In that case, the court repeatedly requested all documents pertaining to negotiations between RealNetworks and Microsoft, as well as communications between Intel and Microsoft regarding Intel’s Java media framework (JMF). No documents were ever received by the court, thanks, Burst alleges, to Microsoft’s e-mail retention policies. The Intel communications are important because Burst had originally designed its own media player to run on JMF, which works across different operating systems. Lang alleges that Microsoft coerced Intel into dropping JMF because the product was “giving great momentum” to Java programming language developer Sun Microsystems–perceived by Microsoft as yet another threat to its Windows monopoly. (Last year, Sun received a settlement from Microsoft estimated to be worth as much as $2 billion.) When Intel dropped JMF in 1997, it effectively killed Burst’s independent media player, leaving the company with little choice but to design a player plug-in for Microsoft’s Media Player.
In its spoliation motion, Burst requested that when the case goes to trial, the jury be instructed that the e-mails were intentionally destroyed by Microsoft with the assumption that the information destroyed would have hurt Microsoft and helped Burst.
On Thursday, March 10, Judge H. Frederick Motz was set to rule on the spoliation motion when Microsoft blinked.
When the octopus wraps its tentacles around the moray eel, the eel ties a knot in its tail and slides the knot up its body to break the creature’s grasp. By convincing Microsoft to license Burstware for a one-time fee of $60 million, that’s exactly what Burst.com has done.
“They’re still an octopus,” Hosie says. “But with one slightly smaller tentacle.”
Did the Octopus blink because of fear that once Microsoft’s e-mail retention polices were made public, a whole slew of new litigation might ensue? Not exactly, according to Microsoft spokeswoman Stacy Drake.
“We were very confident about prevailing in the case, but we wanted to resolve it without the risks of litigation,” she says. Still, Drake denies that there are “any similarities between Microsoft and Burst’s technology.”
That’s OK with Hosie.
“From our perspective, once Microsoft did the responsible thing and licensed my client’s technology, we really have inner peace with Microsoft,” he says. “They did the right thing.”

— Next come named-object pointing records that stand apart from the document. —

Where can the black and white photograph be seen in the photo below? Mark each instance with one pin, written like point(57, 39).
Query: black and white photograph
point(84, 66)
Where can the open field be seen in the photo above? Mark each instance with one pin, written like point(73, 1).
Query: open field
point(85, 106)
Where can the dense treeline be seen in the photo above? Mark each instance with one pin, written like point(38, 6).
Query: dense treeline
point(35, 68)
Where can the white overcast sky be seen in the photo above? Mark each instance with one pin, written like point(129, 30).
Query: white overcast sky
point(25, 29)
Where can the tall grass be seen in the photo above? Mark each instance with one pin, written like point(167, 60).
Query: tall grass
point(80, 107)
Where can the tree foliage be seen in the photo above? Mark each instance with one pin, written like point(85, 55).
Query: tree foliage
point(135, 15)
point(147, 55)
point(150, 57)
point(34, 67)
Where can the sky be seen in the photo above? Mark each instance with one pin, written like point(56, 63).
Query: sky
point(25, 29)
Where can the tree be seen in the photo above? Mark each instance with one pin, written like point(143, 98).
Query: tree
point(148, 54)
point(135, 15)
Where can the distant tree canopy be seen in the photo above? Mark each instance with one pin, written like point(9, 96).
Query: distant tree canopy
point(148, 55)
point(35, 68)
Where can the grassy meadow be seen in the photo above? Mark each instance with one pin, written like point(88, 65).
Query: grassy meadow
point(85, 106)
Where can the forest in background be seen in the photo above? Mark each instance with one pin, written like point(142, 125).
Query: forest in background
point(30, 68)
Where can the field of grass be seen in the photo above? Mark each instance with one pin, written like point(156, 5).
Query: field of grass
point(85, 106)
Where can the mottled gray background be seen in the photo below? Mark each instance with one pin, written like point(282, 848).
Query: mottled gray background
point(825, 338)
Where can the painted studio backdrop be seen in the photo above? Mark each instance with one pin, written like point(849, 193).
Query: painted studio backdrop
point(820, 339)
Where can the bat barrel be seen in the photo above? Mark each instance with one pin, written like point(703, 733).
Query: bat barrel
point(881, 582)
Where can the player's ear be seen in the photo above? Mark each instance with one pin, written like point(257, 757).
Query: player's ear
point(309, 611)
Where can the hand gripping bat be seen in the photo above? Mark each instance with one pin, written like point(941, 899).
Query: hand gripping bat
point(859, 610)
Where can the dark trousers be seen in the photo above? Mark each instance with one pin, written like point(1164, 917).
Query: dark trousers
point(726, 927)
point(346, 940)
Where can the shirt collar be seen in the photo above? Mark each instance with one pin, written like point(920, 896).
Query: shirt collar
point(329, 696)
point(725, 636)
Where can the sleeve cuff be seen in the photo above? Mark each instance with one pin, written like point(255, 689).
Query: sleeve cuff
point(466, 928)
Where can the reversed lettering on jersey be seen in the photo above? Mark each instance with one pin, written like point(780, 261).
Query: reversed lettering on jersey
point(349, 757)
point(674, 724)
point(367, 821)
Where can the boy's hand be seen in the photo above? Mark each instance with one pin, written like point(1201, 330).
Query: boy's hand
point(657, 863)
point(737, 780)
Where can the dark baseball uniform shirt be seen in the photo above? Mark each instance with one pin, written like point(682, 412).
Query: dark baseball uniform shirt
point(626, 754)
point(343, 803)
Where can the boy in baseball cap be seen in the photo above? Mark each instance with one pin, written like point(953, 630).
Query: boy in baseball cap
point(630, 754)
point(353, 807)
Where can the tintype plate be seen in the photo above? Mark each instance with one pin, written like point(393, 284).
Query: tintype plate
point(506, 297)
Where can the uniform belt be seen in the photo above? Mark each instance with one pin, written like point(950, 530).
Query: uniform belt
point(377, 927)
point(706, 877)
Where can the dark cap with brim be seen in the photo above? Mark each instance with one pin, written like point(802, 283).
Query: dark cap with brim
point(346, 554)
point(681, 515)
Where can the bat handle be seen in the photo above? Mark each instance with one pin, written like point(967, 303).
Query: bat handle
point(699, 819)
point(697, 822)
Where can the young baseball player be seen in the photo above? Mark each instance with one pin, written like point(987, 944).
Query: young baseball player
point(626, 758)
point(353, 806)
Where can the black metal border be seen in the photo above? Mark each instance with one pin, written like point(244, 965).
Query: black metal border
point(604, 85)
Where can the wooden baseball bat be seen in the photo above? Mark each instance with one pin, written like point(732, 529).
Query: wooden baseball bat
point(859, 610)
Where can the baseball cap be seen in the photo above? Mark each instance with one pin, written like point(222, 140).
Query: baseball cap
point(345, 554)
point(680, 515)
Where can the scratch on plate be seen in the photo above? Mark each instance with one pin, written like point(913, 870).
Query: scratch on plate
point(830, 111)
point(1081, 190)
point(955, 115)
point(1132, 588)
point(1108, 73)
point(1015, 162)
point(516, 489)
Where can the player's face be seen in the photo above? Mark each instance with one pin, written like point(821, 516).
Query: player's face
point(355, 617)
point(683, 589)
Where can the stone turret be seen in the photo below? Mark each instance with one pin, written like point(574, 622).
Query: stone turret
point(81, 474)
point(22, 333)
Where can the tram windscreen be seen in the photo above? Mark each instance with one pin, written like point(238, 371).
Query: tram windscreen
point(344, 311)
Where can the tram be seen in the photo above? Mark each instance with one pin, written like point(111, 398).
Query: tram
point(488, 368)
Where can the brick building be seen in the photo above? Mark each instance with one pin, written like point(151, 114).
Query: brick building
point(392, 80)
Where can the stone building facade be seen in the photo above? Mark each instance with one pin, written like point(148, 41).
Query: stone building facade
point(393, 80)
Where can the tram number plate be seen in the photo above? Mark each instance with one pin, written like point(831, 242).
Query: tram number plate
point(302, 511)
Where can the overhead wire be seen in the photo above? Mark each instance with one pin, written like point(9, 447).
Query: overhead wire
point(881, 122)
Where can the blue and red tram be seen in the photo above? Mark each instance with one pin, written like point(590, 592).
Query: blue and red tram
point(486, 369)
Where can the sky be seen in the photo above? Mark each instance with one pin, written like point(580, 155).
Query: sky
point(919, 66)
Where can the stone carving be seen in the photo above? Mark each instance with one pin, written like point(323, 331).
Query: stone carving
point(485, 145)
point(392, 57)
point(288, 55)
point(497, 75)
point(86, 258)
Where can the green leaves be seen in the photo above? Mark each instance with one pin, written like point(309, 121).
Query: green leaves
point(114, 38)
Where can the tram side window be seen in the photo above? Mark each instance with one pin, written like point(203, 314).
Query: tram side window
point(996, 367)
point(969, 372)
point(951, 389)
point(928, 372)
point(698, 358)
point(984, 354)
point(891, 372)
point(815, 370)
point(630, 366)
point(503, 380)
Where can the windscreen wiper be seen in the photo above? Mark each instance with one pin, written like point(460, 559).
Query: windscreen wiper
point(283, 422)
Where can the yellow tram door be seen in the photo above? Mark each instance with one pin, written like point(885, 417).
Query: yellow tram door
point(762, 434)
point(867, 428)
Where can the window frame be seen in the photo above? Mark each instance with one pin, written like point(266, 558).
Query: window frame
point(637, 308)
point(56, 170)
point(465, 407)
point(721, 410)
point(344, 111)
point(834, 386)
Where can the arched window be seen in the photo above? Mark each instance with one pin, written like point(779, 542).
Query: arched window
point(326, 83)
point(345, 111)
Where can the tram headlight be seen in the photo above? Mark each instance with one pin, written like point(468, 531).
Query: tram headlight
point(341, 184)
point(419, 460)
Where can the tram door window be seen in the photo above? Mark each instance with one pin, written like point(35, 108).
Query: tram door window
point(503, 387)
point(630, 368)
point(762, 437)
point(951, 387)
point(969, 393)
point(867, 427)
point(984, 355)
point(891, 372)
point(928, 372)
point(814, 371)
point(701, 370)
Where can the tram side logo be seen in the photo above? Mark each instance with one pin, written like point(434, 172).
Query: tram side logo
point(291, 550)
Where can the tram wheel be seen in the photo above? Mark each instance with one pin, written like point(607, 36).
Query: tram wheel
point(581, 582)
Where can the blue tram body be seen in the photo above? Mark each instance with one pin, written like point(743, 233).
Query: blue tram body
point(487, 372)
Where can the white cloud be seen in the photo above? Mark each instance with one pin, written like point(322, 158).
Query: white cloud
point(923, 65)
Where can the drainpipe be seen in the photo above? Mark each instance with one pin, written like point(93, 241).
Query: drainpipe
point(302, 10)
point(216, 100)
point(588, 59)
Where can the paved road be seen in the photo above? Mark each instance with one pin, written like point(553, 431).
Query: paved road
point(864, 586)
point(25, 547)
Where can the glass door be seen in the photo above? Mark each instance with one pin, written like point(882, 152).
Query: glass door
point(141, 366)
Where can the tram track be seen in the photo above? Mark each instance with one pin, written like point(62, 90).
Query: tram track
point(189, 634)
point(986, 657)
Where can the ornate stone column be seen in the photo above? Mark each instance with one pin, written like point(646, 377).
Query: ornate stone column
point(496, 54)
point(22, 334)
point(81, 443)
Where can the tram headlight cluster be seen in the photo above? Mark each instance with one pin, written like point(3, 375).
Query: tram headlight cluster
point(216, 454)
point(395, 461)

The proposed settlement caps off two years in which Microsoft has paid a total of more than $3 billion to settle cases with companies such as Sun Microsystems, Time Warner Inc. and Novell Inc.
“I think if you look at our efforts over the past two years, you’ll see a pattern,” Drake says. “We’re solving the conflicts of the past and moving forward, to develop new products for our customers in the future.”
Burst, meanwhile, moves on to another new paradigm. As Robert X. Cringley pointed out in his New Year’s prediction column for PBS.org, the streaming-media industry has been watching the case closely–particularly RealNetworks, Apple Computer and set-top box manufacturers like TiVo.
“The license from Burst’s perspective is powerful validation of the integrity of the Burst intellectual-property portfolio,” says Hosie. “Microsoft paid a one-time licensing fee of $60 million. That’s essentially Act I, Burst. Act II begins next week. Burst is going to enforce its intellectual property against a series of companies that are currently infringing on their patents.”
“They know who they are,” says Lang.
From the March 16-22, 2005 issue of the North Bay Bohemian.